Степанов Н. Л.: Гоголь - Творческий путь
Глава 5. Драматургия. Часть 1

Глава 5

Драматургия

1

В 30-е годы, наряду с работой над повестями, Гоголь обращается к драматургии и создает комедии «Ревизор» и «Женитьба», которые по праву заняли ведущее место в истории русского театра. «Наша сценическая литература еще бедна и молода, это правда, – указывал в 1859 году А. Н. Островский, – но с Гоголя она стала на твердой почве действительности и идет по прямой дороге».[221] Пьесы Гоголя знаменовали расцвет сатирической комедии, – комедии жизненной правды и гневного социального протеста. Как замечательно сказал Чернышевский: «огонь негодования» «давал жизнь «Ревизору».[222]

Гоголь видел в театре общественную трибуну, «кафедру», имеющую огромное воспитательное значение. «Театр ничуть не безделица и вовсе не пустая вещь, – писал он в 1845 году, – если примешь в соображение то, что в нем может поместиться вдруг толпа из пяти, шести тысяч человек и что вся эта толпа, ни в чем не сходная между собою, разбирая по единицам, может вдруг потрястись одним потрясением, зарыдать одними слезами и засмеяться одним всеобщим смехом. Это такая кафедра, с которой можно много сказать миру добра».

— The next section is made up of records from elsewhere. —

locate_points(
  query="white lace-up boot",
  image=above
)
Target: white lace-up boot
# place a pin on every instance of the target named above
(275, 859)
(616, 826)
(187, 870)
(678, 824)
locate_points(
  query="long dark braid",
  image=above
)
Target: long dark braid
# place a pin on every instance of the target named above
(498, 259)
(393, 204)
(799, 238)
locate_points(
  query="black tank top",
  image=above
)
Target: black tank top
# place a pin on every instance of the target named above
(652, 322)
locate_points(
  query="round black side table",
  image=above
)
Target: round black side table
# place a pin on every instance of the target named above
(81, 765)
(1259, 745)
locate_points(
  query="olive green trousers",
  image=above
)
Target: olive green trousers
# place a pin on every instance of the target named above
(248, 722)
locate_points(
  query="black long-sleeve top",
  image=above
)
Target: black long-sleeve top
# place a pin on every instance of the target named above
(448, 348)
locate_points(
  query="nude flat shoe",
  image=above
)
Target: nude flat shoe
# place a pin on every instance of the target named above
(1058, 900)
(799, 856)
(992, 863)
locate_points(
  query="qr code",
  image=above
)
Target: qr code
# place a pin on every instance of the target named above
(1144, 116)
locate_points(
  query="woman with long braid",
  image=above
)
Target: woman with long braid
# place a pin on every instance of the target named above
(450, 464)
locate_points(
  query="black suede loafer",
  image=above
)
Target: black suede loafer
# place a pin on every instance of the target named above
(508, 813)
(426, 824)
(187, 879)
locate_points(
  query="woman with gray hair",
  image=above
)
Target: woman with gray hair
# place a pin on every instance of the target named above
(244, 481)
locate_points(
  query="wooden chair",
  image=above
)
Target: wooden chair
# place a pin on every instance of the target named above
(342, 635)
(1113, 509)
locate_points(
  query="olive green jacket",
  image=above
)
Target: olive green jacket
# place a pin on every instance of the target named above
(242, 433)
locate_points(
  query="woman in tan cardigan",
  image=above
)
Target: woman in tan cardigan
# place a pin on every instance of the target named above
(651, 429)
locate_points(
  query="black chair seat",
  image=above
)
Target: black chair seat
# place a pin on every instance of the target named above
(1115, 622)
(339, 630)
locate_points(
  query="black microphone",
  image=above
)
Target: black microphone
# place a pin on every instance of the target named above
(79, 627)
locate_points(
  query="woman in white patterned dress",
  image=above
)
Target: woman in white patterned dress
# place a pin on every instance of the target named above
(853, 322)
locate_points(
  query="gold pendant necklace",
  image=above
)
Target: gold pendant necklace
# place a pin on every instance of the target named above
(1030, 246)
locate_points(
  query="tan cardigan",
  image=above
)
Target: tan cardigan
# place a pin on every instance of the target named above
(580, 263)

На протяжении всего своего творческого пути Гоголь постоянно обращался к вопросам театра и драматургии, неизменно отстаивая принципы национальной, общественно направленной драматургии. В статьях о театре – «Петербургская сцена в 1835/36 г.», «Петербургские записки 1836 года», «О театре, об одностороннем взгляде на театр» (1845) и в особенности в «Театральном разъезде» (1842) – Гоголь создал цельную и глубокую теорию социальной комедии, обосновал эстетику театра жизненной правды, во многом сближаясь с Белинским в разработке этих вопросов. Белинский писал о «Театральном разъезде» в рецензии на «Сочинения Гоголя», что «… в этой пьесе, поражающей мастерством изложения, Гоголь является столько же мыслителем эстетиком, глубоко постигающим законы искусства, которому он служит с такою славою, сколько поэтом и социальным писателем. Эта пьеса есть как бы журнальная статья в поэтически-драматической форме, – дело, возможное для одного Гоголя! В пьесе этой содержится глубоко сознанная теория общественной комедии…»[223]

Гоголь решительно порывает с учением о драме и комедии в эстетике классицизма, с ее требованием «правдоподобия», а не правды, искусственной регламентацией «единств». Выдвигая принципы социальной сатиры и жизненной правды в комедии, Гоголь являлся непосредственным продолжателем Пушкина.

В своих заметках 1830 года о народной драме, написанных в связи с появлением драмы М. Погодина «Марфа Посадница», Пушкин разработал основные теоретические принципы национальной реалистической драматургии. Говоря о комедии, Пушкин подчеркивал здесь родство высокой социальной комедии с трагедией, отделяя ее этим от развлекательной комедии, основанной на одном «смехе». «Заметим, что высокая комедия не основана единственно на смехе, но на развитии характеров, – и что нередко [она] близко подходит к трагедии».[224] К этим глубоким и новаторским принципам драматургической эстетики Пушкина полностью присоединяется и Гоголь. Принципы гоголевской драматургии складывались в борьбе с той казенно-благонамеренной и художественно неполноценной «продукцией», которая заполняла сцены театров. Основное место в тогдашнем репертуаре занимали переводные, пустопорожние, бессодержательные водевили или нелепые мелодрамы и их переделки на русский лад, ограничивавшиеся, впрочем, лишь переменой имен и отдельных подробностей. В «Петербургских записках» Гоголь резко выступил против этого засилья мелодрам и водевилей, видя в них искажение жизненной правды, измену подлинному искусству. Он указывал на вырождение и измельчание современной европейской драматургии, еще недавно представленной такими именами, как Лессинг и Шиллер: «… взгляните, что делается после вас на нашей сцене; посмотрите, какое странное чудовище, под видом мелодрамы, забралось между нас! Где же жизнь наша? где мы со всеми современными страстями и странностями? Хотя бы какое-нибудь отражение ее видели мы в нашей мелодраме! Но лжет самым бессовестным образом наша мелодрама…» Во всех своих высказываниях о театре и драматургии Гоголь настойчиво проводил основное требование – требование жизненной правды, идейности, изображения основных явлений действительности в свете тех прогрессивных и демократических идеалов, которые и определили реалистический и обличительный характер его собственных пьес.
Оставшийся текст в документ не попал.